My grandparents, Eleanor and Curtis Domingue, passed away this week; my grandma last Friday, and my grandpa early this morning. They would have celebrated their 71st anniversary this October.
On the occasion of their 60th anniversary, my grandma took time to compile memories of her and her family’s life into four books and presented one to each of her four children. My dad scanned them all together and passed them along to me.
Of all the stories, the one that has stayed with me is the story of how she and my grandfather met by chance, fell out of touch, then reconnected by chance over a year later.
We pick up the story in 1944, when a 17-year-old Eleanor lived in Oceanside, CA, with her sister, Mary, and Mary’s husband, Henry; waiting tables at the White Kitchen and helping care for Mary and Henry’s young daughter, Sharron.
Here is the story of Eleanor and Curtis, as told by my grandma, Eleanor (lightly edited for clarity):
My job at the White Kitchen is how I met your dad. The Navy and Marine base was only about a half mile from the restaurant, so I dated servicemen. There was no bus service; it was a very small town, and everybody walked to where they wanted to go. I had a date with a Navy man, his name was Miller (in the service, men went by their last name), but he unexpectedly got called for duty. We had planned to go out to a movie, so Miller asked your dad to come to the White Kitchen and explain it to me, and take me to the movie. Your dad told him that he didn’t have any money so Miller gave your dad his wallet to take me. That almost sounds unbelievable!
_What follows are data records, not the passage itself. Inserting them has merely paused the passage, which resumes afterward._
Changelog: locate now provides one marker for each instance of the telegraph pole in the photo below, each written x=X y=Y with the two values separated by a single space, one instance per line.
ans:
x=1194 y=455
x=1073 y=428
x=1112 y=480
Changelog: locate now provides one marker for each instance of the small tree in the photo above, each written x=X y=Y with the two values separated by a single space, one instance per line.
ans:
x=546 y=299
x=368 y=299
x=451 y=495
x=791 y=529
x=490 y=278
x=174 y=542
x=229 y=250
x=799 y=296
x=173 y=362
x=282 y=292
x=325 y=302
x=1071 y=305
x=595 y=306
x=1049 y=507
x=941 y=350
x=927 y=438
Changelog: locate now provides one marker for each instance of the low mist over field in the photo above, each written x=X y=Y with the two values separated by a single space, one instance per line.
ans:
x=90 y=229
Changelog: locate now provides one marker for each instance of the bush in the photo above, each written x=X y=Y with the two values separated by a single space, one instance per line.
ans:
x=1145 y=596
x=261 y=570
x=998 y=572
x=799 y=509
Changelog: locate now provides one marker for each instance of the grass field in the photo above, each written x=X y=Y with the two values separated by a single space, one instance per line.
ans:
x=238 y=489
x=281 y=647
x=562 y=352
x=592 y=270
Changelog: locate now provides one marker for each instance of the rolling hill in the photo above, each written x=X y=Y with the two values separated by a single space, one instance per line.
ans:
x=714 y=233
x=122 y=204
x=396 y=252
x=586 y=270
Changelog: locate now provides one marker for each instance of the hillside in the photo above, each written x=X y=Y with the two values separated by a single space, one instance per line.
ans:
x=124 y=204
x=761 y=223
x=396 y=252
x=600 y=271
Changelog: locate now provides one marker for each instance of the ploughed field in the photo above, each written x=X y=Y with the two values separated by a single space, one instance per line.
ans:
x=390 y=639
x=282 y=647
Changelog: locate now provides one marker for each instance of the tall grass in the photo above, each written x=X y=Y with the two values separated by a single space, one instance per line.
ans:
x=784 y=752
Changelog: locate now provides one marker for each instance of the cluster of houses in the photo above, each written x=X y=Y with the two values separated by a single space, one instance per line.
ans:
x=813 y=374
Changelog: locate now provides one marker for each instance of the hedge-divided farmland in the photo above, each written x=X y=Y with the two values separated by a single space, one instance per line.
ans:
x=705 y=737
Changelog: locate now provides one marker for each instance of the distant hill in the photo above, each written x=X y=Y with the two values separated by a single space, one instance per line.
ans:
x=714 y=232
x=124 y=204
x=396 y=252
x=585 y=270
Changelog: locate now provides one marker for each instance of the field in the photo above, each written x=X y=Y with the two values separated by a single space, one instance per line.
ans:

I told your dad that I had to take Sharron with us and that was ok with him. Sharron was almost two years old at that time. The movie we saw was Laura, but I didn’t watch too much of it — I kept thinking how good looking your dad was, and I really liked him better than Miller. (Not too long ago I asked your dad to rent the movie so we could watch it.) After the movie date, your dad would come by the restaurant every night when I was getting off work and we would have a drink. He told me he didn’t have much money because he was sending his mom his allotment and he was only getting $13 a month. I was sending my mom money every month, so it seemed like we were meant for each other. Besides, he didn’t need any money because I always had a pocket full of change and I didn’t mind spending it.
We both liked to jitterbug so we always went to places where we could dance. Many evenings after dancing we would walk to the water and out on the pier and sit and talk. Then he would walk me home. There was a fenced area on side of Mary’s home where Sharron could play. It had a glider swing and some evenings your dad and I would sit there and talk. Most evenings he just walked me to the door and said, “Goodnight, see you tomorrow.” We had been seeing each other for a long time before he kissed me. Dad claims that he was “shy”.
In December 1945, Henry was getting out of the marines and they were moving back to San Antonio. Your dad was still overseas. We had continued to write to each other and I knew he was getting back to California that month. Henry put off leaving as long as he could and finally he said we had to leave. I remember how sad I was in the car driving back to San Antonio. Your dad got to California the day after we left.
In 1947, my best friend, Dottie, wanted me to go with her to California. My mom said I could go if I saved the money, which I did. Once I had the money, Dottie and I took the train to Oakland, California; that was where she wanted to go and I didn’t care where we went. On the train we met some sailors and they asked if we had any games that we could play. I had a deck of cards in my makeup case and when I opened it I had your dad’s picture taped to the inside lid and the sailor saw it. He said, “I know that guy – we are from the same small Louisiana town.” He gave me your dad’s address, so I wrote to him. That had been one and a half years since we dated in Oceanside, and we renewed our old friendship through letters.
When I got back to San Antonio your dad came to see me. He was getting in on the Saturday that my mom was going to have Pat and Patricia baptized. My mom told me if I was going to marry Curtis she would ask him to be Godfather, and me Godmother, to Patrick. I told her that I would know as soon as I saw Curtis. Aunt Mary took me to pick him up at the train station and I remember she told me she wouldn’t wait by the car so if I wanted to kiss him I could. My mom and I had planned to meet in the bathroom when we got home and I would tell her if I was going to marry Curtis. She wanted to know right away because of the twins’ baptism. I told her “yes” that I was going to marry him. Although he hadn’t asked me yet – I knew that he would.
He did ask me before he left to go back to Louisiana. I had always said I wanted to get married on my mom and dads 25th wedding anniversary, so we decided that dream could be fulfilled and we married on October 18, 1947.